THESE DAYS, people are used to getting information instantly, and this has led to more and more businesses adopting cloud computing in order to keep up with the increasing expectations of customers. One of the major players in developing cloud services for businesses is HP, which has created several platforms and products in order to help "harness the power of the cloud", says Chong Fook Hing (right, top), HP’s sales director for enterprise servers, storage and networking.
"Today, people expect instant results," he explains, "so companies must adapt. They have to become more dynamic, with a faster response time (on the internet).
"Look at the example of a no-frills airline. They need to respond quickly to factors such as the rise of global oil prices, and their online booking system needs to reflect the increase in fuel surcharges.
"By going on the cloud, they can make changes to their website immediately."
HP refers to these companies as Instant-On Enterprises.
On the cloud-computing platform (far right), companies require IT environments that are flexible, automated and able to quickly adjust to changing demands.
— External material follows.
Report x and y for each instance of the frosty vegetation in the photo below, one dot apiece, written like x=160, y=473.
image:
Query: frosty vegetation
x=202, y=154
However, while the benefits of going on the cloud system are numerous, there are concerns regarding security, availability and ease-of-integration.
"Businesses are expecting more and more, so we need the cloud to help broker and build a hybrid delivery service environment," says Chong.
In a hybrid cloud system, data is handled both on and off premises, with business owners being able to dictate their exact requirements for the service.
To better help potential customers understand how they can build their own hybrid cloud system, HP has organised the HP Cloud Discovery Workshop, aimed at informing customers of the various capabilities of a cloud and decide which applications best suit their business.
Kok Ee Mann (above), director, technology consulting, HP Technology Services, explains: "The workshop is a vital first step to help companies decide what they need. There, our experts offer consulting services to plan, design and implement the cloud, based on our customers’ requirements."
HP also offers many different products and platforms to help customers build their eventual cloud.
"For example, we have something called HP CloudStart," says Kok. "Like its name indicates, it helps build a cloud in 30 days. The companies that are best targets for going on the cloud system would be large corporations and government departments, who deal with huge flows of data daily."
While most end-users might not immediately recognise the effects of a cloud computing system, both Chong and Kok say that should be the ideal situation.
"What we want is a seamless integration of the system, so that the public doesn’t even notice the difference," says Chong. "What people will see is that the new system is more user-friendly and that it responds faster."